VIENNA — Austrian bank supervisor FMA approved the sale of Oesterreichische Volksbanken's Eastern European unit to Sberbank, Volksbanken spokesman Walter Gröblinger said Tuesday.
The FMA's decision means that Volksbanken International can keep its Austrian banking license under the new owners, and that those owners are deemed "fit and proper" to run a bank, according to the nation's bank law.
The sale of VBI, which was signed in September and excludes its Romanian business, could still be closed this year, Gröblinger said by phone from Vienna.
The FMA said it expects Oesterreichische Volksbanken, a lender that failed stress tests, to execute its restructuring plans in the next few weeks without resorting to a second helping of state aid.
Regulators are most eager to see Volksbanken complete the sale of most of its Eastern European business to Sberbank and implement a cross-guarantee arrangement with its regional cooperative owners, FMA co-chairman Helmut Ettl told journalists late Monday.

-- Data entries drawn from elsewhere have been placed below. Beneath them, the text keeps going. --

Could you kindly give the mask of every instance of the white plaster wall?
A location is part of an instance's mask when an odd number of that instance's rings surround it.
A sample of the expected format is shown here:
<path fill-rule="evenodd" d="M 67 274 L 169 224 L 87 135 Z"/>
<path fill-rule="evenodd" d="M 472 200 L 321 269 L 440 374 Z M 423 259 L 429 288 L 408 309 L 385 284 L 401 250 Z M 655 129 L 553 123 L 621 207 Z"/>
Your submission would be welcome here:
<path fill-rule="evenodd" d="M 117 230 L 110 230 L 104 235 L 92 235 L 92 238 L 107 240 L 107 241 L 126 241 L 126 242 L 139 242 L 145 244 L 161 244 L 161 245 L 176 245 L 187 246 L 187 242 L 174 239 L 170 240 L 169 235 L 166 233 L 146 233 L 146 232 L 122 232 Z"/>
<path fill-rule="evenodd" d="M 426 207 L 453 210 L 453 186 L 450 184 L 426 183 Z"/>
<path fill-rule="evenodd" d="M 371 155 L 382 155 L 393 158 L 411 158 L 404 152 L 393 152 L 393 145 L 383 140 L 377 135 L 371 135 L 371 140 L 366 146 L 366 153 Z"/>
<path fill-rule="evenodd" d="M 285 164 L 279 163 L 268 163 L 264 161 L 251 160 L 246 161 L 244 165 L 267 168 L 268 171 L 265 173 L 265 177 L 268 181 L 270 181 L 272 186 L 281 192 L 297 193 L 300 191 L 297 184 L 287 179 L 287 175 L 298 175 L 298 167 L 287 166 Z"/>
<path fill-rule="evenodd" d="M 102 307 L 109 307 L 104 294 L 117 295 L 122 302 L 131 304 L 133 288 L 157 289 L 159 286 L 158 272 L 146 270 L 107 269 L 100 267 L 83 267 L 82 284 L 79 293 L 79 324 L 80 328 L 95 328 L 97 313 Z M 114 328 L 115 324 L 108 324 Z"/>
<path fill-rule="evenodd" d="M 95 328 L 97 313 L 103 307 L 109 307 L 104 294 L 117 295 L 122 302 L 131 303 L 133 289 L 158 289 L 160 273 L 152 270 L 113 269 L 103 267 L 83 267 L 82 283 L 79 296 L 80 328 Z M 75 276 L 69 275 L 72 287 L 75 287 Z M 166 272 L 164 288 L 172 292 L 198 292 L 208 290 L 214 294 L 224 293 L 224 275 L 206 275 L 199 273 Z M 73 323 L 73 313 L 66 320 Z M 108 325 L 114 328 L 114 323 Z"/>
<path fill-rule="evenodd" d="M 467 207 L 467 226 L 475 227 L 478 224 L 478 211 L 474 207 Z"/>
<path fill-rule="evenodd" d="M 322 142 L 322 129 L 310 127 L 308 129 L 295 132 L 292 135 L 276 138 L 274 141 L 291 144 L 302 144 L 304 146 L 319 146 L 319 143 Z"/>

"Those are the steps we're expecting immediately," Ettl said during a briefing with his co-chairman Kurt Pribil. "We expect that this is being worked on at full speed, and that results are being produced as soon as possible." The measures are "important steps to reduce the systemic relevance" of Volksbanken, he added.
Volksbanken was among eight banks that failed the European Banking Authority's stress tests in July. The EBA said Dec. 9 that the lender had a capital shortfall of 1.05 billion euros ($1.38 billion). The EBA said the loss was "pro-forma" as Volksbanken's restructuring will make the bank too small to be among those lenders tested in June 2012.